Qu'on le veuille ou non, nous sommes en guerre. Nous prenons une décision très grave, qui va provoquer des effets domino. Le double standard, dont j'ai parlé tout à l'heure, et que vous avez admis, monsieur le ministre, peut certainement poser des problèmes dans la région. Cela ne fait aucun doute. Nous en avons déjà quelques échos.

 

De plus, on ne parle pas du rôle d'Al-Jazeera.
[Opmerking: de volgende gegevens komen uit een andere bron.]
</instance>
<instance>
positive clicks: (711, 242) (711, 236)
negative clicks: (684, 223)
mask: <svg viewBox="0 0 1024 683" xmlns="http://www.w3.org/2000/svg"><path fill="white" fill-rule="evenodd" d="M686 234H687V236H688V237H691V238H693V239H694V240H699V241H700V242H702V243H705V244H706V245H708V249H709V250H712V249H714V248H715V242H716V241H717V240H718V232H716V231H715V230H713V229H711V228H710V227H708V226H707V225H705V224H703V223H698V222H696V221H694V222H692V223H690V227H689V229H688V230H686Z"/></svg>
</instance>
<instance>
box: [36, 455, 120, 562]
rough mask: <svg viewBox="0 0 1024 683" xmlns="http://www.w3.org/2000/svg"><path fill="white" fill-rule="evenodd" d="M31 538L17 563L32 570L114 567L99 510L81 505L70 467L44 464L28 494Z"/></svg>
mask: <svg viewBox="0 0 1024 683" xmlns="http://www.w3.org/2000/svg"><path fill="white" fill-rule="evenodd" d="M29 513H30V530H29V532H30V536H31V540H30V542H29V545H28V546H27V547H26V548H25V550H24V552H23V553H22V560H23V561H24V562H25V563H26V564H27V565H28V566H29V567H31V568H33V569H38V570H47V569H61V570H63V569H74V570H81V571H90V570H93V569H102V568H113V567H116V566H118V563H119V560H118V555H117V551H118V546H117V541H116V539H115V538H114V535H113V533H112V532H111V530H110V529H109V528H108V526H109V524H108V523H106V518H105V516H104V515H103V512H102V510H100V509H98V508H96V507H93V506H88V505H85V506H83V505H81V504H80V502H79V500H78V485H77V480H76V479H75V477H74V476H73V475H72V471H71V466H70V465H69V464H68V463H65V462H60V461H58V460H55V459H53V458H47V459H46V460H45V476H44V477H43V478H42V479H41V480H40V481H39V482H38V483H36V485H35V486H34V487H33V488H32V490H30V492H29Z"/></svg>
Vous savez très bien que cette chaîne a une manière de diffuser l'information quand il s'agit de l'Égypte, de la Tunisie ou de la Libye qui est complètement différente quand il est question de Bahreïn ou d'Oman. Plus on se rapproche du Qatar, plus l'information diffère. J'ai encore discuté, la semaine dernière, avec Dominique Baudis, le président de l'Institut du monde arabe à Paris. Visiblement, nous sommes sur la même longueur d'ondes. Il y a un vrai problème. Et ce sont des images que nous verrons dès demain!

 

Mais le problème le plus préoccupant est le suivant. Je veux parler de la gestion de l'impatience. Aujourd'hui, en Tunisie, il y a plus de chômeurs qu'avant le 18 décembre. On sait qu'un emploi sur trois y dépend du tourisme et que ce secteur sera 30 % inférieur à son niveau de l'année dernière. Quand on sait qu'une Constituante est prévue pour le 24 juillet et qu'ensuite, il faudra installer un parlement et un gouvernement, les gens vont se montrer impatients. Et là, mes chers amis, permettez-moi de vous dire qu'on va nous regarder et que nous avons un rôle capital à jouer! C'est pourquoi, monsieur le président, je vous demande la raison pour laquelle cette commission ne s'instaure pas, dans le cadre de cette opération, comme une commission de suivi. L'enjeu du Bassin méditerranéen est en effet essentiel!

 

François-Xavier de Donnea, président: Monsieur Moriau, je vous signale que, le 23 et le 30 mars, nous auditionnerons des experts au sujet de la situation en Afrique du Nord et au Moyen-Orient. Je ne puis que souscrire à votre souhait, que j'ai déjà essayé de prévenir.

 

01.24 Minister Steven Vanackere: Mijnheer de voorzitter, de verschillende vragen hebben aangetoond dat het gesprek voortgezet moet worden. Wij hebben nu gezegd wat er kan gezegd worden in de huidige stand van zaken. Het is waarschijnlijk wijzer om de bespreking van het voorstel van resolutie aan te vatten.

 

Ik sluit mij aan bij degenen die in de repliek hebben gewezen op de ernst van de situatie en van de beslissingen. Ik herbevestig opnieuw de beschikbaarheid van de regering om het gesprek voort te zetten.

 

In de huidige stand is het beter dat we nu overgaan tot hetgeen vanmiddag van tel is, namelijk ervoor zorgen dat de principiële beslissing van de regering een duidelijke en sterke ondersteuning krijgt vanuit het Parlement.

 

De uiteenzettingen en de gedachtewisseling eindigen om 16.43 uur.

Les exposés et l’échange de vues se terminent à 16.43 heures.